Raises the cost of groceries for some North Carolinians
  • Requires most states for the first time to pay between 5 to 15 percent of SNAP food benefit costs, which could force between $146 million and $438 million in new costs onto North Carolina. If North Carolina lawmakers can’t meet this unfunded mandate, they will have to either reduce the state’s costs by cutting the number of people who get SNAP, or opt out of SNAP entirely, which would leave North Carolinians without the food assistance they need to buy groceries and would negatively impact grocers, especially in rural communities.
  • 143,000 North Carolinians will be at risk of losing some of their food assistance, including many children, under a significant expansion of SNAP’s already harsh, ineffective, and red tape-laden work requirements to parents and other caretakers of children aged 14 and up and adults aged 55 to 64. In addition, North Carolina will only be able to waive the work requirement in areas where the unemployment rate exceeds 10 percent, even during a recession when unemployment rises significantly but does not meet this extremely high level. The new law also eliminates the current exemption to the work requirement for veterans, people experiencing homelessness, and youth who recently aged out of foster care. (The new law does provide some protections for certain people who are American Indians or Alaska Natives.)
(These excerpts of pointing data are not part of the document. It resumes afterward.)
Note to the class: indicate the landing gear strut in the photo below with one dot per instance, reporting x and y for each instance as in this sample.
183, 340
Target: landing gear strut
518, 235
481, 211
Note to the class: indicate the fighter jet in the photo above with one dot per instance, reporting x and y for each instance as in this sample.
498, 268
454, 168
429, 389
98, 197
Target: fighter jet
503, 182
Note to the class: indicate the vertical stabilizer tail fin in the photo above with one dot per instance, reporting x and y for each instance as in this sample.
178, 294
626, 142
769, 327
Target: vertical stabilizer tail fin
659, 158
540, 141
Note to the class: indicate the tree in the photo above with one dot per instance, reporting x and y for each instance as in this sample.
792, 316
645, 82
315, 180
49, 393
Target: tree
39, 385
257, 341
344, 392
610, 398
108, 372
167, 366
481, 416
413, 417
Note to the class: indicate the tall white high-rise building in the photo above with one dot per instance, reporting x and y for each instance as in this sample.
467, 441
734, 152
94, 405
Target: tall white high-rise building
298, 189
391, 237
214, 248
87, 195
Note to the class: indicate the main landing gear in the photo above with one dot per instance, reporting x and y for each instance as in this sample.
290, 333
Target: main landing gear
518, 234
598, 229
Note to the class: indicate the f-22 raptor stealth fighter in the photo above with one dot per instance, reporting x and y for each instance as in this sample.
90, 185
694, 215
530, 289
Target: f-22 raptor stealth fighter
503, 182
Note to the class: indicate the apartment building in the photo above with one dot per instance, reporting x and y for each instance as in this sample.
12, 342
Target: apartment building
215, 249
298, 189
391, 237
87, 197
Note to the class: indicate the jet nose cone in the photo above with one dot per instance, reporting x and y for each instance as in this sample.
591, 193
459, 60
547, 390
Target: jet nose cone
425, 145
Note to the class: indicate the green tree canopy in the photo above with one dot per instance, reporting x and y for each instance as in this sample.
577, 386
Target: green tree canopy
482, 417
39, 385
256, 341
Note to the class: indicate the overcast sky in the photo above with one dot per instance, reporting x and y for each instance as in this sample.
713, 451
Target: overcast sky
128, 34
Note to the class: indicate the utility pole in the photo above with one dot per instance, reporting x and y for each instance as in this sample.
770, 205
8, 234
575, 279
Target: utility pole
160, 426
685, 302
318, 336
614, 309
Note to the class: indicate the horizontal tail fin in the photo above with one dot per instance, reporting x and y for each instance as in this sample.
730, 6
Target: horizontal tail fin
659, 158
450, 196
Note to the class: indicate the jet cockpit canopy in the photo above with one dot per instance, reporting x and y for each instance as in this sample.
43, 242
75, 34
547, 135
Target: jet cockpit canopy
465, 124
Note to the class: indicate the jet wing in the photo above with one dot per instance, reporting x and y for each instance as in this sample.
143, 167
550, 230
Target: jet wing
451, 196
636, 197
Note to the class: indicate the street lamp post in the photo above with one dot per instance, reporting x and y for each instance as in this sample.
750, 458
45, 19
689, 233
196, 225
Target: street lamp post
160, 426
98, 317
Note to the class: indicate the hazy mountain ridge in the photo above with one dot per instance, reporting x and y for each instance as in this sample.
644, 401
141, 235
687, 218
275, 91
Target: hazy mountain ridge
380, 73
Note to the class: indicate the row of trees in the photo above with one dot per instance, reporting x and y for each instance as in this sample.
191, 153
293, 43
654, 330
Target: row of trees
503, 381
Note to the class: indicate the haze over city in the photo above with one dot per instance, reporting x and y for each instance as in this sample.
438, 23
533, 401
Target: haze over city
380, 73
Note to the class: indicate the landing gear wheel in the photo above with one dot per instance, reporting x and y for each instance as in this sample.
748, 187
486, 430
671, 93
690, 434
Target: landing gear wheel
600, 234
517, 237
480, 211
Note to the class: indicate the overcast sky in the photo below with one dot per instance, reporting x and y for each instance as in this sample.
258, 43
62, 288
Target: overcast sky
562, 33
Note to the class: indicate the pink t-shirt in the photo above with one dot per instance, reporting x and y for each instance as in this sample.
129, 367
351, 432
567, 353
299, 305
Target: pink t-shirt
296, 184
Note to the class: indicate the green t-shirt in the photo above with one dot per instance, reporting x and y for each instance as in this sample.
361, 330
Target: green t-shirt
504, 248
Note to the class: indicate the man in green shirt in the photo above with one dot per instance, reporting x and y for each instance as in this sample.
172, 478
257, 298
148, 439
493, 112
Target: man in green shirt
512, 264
  • Takes away food assistance from people who have been granted humanitarian protections, including refugees, people granted asylum, and certain victims of domestic violence or sex or labor trafficking, among others living lawfully in the U.S. In 2023, roughly 8,000 North Carolinians participated in SNAP who were admitted as refugees, granted asylum, or granted withholding of removal.
Passes the buck to North Carolina lawmakers
  • This extreme legislation makes enormous cuts to food assistance and health care in part by shifting substantial new costs onto state governments. This includes requiring states to absorb a portion of SNAP benefit costs for the first time ever, cutting federal funding for state administrative costs in SNAP, implementing new forms of red tape that will increase uncompensated care costs, and restricting how states can fund their Medicaid programs, including through provider taxes. These higher costs will be hard for North Carolina to shoulder even when times are good, let alone when finances are strained.
Increases energy prices while cutting jobs
  • To partially offset its roughly $4.5 trillion in regressive tax cuts, the new law includes $480 billion in cuts to clean energy tax credits, which will raise the cost of installing wind and solar, the lowest-cost energy. These cuts could cause two-thirds of planned projects nationwide to be canceled and could lead to annual household energy prices increasing by roughly $700 and 42,000 jobs lost in North Carolina in 2035.

Delivers Massive Tax Cuts to the Wealthiest North Carolinians While Failing to Deliver Support to Working Families and Children

Gives more tax cuts to the wealthy
  • In 2026, this tax plan gives the richest 1 percent of North Carolinians, earning more than $867,100 a year, an annual tax cut of $61,150. In contrast, the lowest-income North Carolinians, earning less than $24,900, will see a net increase in their taxes by an average of $70, while also bearing the brunt of deep cuts to Medicaid and SNAP and facing higher prices due to the President’s tariffs.
Leaves children in lower-income working families behind
  • As many as 601,000 children in North Carolina will get nothing from the $200-per-child increase in the Child Tax Credit because their parents — who often work important but low-paid jobs — don’t earn enough.
  • Takes away eligibility for the Child Tax Credit from U.S. citizen children and those with lawful status with a requirement that at least one parent have a Social Security number, which affects roughly 87,000 children in North Carolina by one estimate.